I was thinking about Vi's situation, and it could be diet related. I'm sure she didn't get the best diet. And she was pretty matted when I got her, so it could just be either damage from that or maybe just frizzy beause it's used to be matted. I don't know. But we're working on it. :0)
~~Cheri~~


----------



## cloey70 (Jan 6, 2008)

I use Garnier Fructis Sleek and Shine conditoner, and Pantene detangler leave in conditioner when burshing daily. I don't have too much static, but I have noticed a nice change in Cliffords coat using the Pantene everyday, plus it smells sooooo good. I also use all the Spa Lavish Shampoos and Conditioners too. Good Luck


----------



## bellaratamaltese (May 24, 2006)

> OKay, I'm having the same problem, I think?? My little one is one big static-y mess. The minute I touch him or brush him his hair sticks straight out. I've tried the slicker conditioner and a special leave in conditioner that the groomer recommended but it doesn't seem to help.
> I thought about trying a "human" conditioner but my groomer said absolutely not because of the acidity would dry out Murphy's skin.
> I could use any help any one can give me. I even thought about putting him on emu oil to see if that helped.
> 
> HELP!!![/B]


I wouldn't put him in emu oil, once you put them in oil, you pretty have to leave them it or they turn into a matting mess. Your groomer is mistaken, maltese do just fine with human shampoos/conditioners.
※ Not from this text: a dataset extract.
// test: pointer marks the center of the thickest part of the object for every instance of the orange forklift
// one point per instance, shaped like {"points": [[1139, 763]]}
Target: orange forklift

If they didn't, the top maltese breeders/handlers wouldnt' use it, believe me! 

For the static, you can try using a downy sheet (scentless, preferably but I can never fine that one!) and smooth it over the coat and/or your hands/brush/comb to help the static, esp when you are brushing. 

The Garnier Fructis is the sleek and shine one. cowboy Magic you can find online or at a feed store (I think it's for horses, primarily) and I've never heard of using the coconut oil but that doesn't mean much! I have a Plush Puppy product that I like using as a finishing thing when I show, http://www.plushpuppyusa.com/catalog/item/...330/1454385.htm

There are also these two products that I use on Caira when I bathe her altho this is a 'new' thing I've been doing so I am not 100% sold on it, mixing Swishy Coat with Blow dry cream and leaving it in for a final rinse. 
http://www.plushpuppyusa.com/catalog/item/...330/1454375.htm
http://www.plushpuppyusa.com/catalog/item/...330/1454376.htm


----------



## Toby's Mom (May 7, 2004)

In the past, I've had problem with frizz and Toby's hair. I used what I use on my own hair--Farouk's Repair & Shine. It worked wonderfully.

Here is a bit of information about it: Repair & Shine


----------



## M&M (Jan 12, 2008)

I like using the Aussie conditioners as well. They used to make an awesome detangler but stopped this year. I was distraught because not only did the boys lose the best product ever but so did I (my hair is past my bum). My mom was the one who got me using it. My dad has a yorkie and she figured if it worked in my long hair it would work for the dog (smart woman my mum).


----------